# 使用 Dynex 有效探索苯酚衍生物

从大量可能的化合物中进行分子筛选是一项具有挑战性的任务。二次无约束二元优化 (QUBO) 求解器的出现提供了解决此问题的替代方案。我们提出了一种通过集成 QUBO 求解器和密度泛函理论 (DFT) 计算来筛选分子的过程。作为概念验证工作，我们将筛选酚类抑制剂的问题映射到 QUBO 模型上。我们通过借助 DFT 计算修改基团贡献法 (GCM)，将 -OH 键的键解离能 (BDE)（良好聚合物抑制剂的指标）近似引入 QUBO 模型。我们证明了该 QUBO 模型与 DFT 数据之间存在很强的相关性，在 85 个给定分子上进行测试时，相关系数和 Spearman 系数分别为 0.82 和 0.86。这种映射使我们能够通过 QUBO 求解器识别候选者，其 BDE 也通过 DFT 计算进行验证。我们的工作为将 GCM 融入 QUBO 求解器以解决分子筛选问题提供了一个有前途的方向。

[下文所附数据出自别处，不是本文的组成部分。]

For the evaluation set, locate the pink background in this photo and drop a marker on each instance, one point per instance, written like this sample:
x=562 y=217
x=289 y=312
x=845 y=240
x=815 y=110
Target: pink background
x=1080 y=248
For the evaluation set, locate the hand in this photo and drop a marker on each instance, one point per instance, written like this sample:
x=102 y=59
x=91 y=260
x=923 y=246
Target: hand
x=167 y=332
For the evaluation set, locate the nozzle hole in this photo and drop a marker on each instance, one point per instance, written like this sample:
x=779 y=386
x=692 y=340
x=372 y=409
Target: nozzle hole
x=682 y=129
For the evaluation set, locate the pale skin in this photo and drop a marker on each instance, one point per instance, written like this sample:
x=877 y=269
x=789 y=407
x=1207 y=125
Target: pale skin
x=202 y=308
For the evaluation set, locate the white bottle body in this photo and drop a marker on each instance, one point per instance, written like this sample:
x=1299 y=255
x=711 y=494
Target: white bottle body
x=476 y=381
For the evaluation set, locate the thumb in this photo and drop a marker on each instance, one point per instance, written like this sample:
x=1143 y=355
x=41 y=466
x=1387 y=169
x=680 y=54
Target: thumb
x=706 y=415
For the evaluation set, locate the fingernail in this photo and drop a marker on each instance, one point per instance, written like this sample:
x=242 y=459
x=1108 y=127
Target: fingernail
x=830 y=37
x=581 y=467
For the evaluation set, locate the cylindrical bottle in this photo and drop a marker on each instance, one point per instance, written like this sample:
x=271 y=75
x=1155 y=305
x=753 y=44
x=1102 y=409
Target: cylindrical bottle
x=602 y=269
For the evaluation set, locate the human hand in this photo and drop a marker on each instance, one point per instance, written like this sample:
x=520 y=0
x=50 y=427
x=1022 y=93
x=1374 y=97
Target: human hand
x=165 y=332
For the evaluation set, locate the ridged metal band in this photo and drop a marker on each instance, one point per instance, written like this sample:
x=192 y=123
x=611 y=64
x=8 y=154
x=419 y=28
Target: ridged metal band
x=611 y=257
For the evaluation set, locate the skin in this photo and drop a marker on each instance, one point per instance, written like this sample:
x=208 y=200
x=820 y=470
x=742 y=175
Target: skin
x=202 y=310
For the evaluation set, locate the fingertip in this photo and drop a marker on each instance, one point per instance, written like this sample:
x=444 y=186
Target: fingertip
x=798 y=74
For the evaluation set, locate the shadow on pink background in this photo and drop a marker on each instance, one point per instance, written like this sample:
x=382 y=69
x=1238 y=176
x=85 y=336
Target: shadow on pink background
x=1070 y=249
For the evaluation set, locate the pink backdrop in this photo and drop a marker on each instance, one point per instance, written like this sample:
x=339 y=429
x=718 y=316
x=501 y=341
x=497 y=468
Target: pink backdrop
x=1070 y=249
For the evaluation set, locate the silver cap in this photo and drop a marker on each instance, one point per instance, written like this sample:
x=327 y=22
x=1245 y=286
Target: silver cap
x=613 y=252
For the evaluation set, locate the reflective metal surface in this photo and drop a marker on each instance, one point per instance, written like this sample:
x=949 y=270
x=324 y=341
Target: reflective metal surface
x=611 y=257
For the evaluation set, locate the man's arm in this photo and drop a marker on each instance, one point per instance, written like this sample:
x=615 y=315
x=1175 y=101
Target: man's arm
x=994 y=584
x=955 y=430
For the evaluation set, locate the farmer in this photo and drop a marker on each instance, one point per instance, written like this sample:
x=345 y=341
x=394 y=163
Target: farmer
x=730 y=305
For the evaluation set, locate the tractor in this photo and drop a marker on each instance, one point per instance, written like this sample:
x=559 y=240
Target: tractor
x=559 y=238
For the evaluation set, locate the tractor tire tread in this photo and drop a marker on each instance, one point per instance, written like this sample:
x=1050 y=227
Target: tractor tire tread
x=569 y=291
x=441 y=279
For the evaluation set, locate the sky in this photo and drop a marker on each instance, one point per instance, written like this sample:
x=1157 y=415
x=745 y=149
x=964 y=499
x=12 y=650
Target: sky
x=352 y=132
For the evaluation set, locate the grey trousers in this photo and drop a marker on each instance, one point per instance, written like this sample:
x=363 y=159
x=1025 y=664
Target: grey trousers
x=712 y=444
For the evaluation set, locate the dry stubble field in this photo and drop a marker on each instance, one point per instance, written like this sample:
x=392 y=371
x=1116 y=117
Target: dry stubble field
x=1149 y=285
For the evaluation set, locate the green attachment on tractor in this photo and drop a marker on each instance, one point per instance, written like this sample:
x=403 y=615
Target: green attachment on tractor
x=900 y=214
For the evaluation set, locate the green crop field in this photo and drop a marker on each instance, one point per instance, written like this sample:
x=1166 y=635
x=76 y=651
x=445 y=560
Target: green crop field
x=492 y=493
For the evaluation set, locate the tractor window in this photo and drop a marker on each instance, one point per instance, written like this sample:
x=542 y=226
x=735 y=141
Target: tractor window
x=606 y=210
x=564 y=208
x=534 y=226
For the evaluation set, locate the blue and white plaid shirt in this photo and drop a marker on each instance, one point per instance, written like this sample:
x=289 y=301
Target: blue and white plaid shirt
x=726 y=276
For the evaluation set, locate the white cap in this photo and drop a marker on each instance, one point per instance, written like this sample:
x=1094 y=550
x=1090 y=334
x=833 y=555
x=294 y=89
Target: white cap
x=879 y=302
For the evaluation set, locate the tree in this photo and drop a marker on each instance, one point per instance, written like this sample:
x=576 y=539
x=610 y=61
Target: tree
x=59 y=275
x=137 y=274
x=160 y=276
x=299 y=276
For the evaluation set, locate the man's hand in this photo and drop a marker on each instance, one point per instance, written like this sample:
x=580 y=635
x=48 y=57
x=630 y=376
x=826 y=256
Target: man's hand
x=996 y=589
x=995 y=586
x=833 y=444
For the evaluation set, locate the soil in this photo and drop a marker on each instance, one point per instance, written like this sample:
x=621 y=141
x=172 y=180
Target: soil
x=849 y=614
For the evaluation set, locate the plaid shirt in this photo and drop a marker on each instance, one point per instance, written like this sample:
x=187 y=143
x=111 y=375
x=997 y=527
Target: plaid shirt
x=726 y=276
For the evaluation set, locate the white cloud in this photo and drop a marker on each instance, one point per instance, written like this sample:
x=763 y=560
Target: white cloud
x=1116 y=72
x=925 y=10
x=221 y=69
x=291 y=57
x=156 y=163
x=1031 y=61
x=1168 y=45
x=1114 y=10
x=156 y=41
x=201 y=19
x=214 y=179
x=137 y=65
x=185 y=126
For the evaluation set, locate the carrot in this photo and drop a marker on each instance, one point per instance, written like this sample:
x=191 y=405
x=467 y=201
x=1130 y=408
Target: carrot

https://pubs.acs.org/doi/full/10.1021/acs.iecr.3c03331

In [44]:
from pyqubo import Binary, Constraint, SubH
from pyqubo import UnaryEncInteger,LogEncInteger
import numpy as np
import csv
import time
import dimod

In [3]:
def csv_to_matrix(filename, size):
    num_rows, num_cols = size
    matrix = []
    with open(filename, newline='') as csvfile:
        reader = csv.reader(csvfile)
        for row in reader:
            
            if len(row) != num_cols:
                raise ValueError("Number of columns in row does not match expected number of columns")
            matrix_row = []
            for value in row:
                try:
                    matrix_row.append(float(value))
                except ValueError:
                    matrix_row.append(value)
            matrix.append(matrix_row)
    if len(matrix) != num_rows:
        raise ValueError("Number of rows in matrix does not match expected number of rows")
    return matrix

## 我们从csv文件中输入通过DFT计算计算出的权重系数

In [46]:
# 在我们的概念验证工作中，有 5 个位点和 11 种不同的分子结构可供选择。
num_of_position, num_of_mol = 5,11

# 来自一个功能组的贡献。
w = csv_to_matrix('phenol-data/0117data_one_functional group.csv', (5,11))

# 两个官能团相互作用的贡献
W10 = csv_to_matrix('phenol-data/0117data_R1R2_double_functional group.csv', (11,11))
W34 = csv_to_matrix('phenol-data/0117data_R1R2_double_functional group.csv', (11,11))
W21 = csv_to_matrix('phenol-data/0117data_R2R3_double_functional group.csv', (11,11))
W23 = csv_to_matrix('phenol-data/0117data_R2R3_double_functional group.csv', (11,11))

# 第二最近邻交互
W04 = csv_to_matrix('phenol-data/0117data_R1R5_double_functional group.csv', (11,11))
W20 = csv_to_matrix('phenol-data/0117data_R1R3_double_functional group.csv', (11,11))
W24 = csv_to_matrix('phenol-data/0117data_R1R3_double_functional group.csv', (11,11))
W31 = csv_to_matrix('phenol-data/0117data_R2R4_double_functional group.csv', (11,11))
W30 = csv_to_matrix('phenol-data/0117data_R1R4_double_functional group.csv', (11,11))
W14 = csv_to_matrix('phenol-data/0117data_R1R4_double_functional group.csv', (11,11))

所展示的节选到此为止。